Transport Canada states:

An amber-only rear turn signal standard would force manufacturers to design different vehicles for Canada than the rest of North America. This would raise vehicle costs without providing a clear benefit to road safety.

However, Transport Canada is working with the U.S. National Highway Traffic Safety Administration and the Society of Automotive Engineers to set common standards for motor vehicle lighting throughout North America.

Why are ultrabright headlights that produce blinding glare allowed on new cars?

Transport Canada states:

Headlamps using new technologies can light the road further ahead of the vehicle. These lamps meet the same brightness and antiglare standards as any past headlamp. Levels of glare light are kept to the same values that were set in the late 1970s.
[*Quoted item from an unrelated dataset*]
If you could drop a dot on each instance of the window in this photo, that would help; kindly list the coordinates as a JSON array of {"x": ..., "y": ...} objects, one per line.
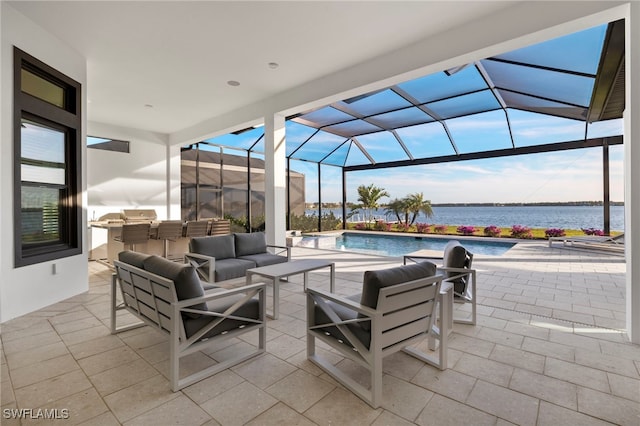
[{"x": 47, "y": 155}]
However, these newer lamps may create more discomfort glare than older ones when they are not properly aimed. Also, a dirty headlight lens can scatter light, creating glare and reducing your forward lighting.
RELATED: Better and brighter: Headlights go high-tech

A win for car buyers

Four days after release from a U.S. jail in 2014, former New York car dealer Robert Vernon applied for a car salesperson’s licence here. The Ontario Motor Vehicle Industry Council (OMVIC) denied his application and Vernon then appealed.

Shockingly, the Licence Appeal Tribunal reversed OMVIC’s refusal, citing that the crime Vernon had been convicted of — which luckily didn’t kill anyone — didn’t involve cheating consumers.

This individual had been convicted and jailed for his part in firebombing the offices and vehicle of a U.S. motor vehicle regulator and he then tried to mislead OMVIC to gain registration here, explains OMVIC registrar Mary Jane South. “There was no way in hell we thought this man was entitled to registration.”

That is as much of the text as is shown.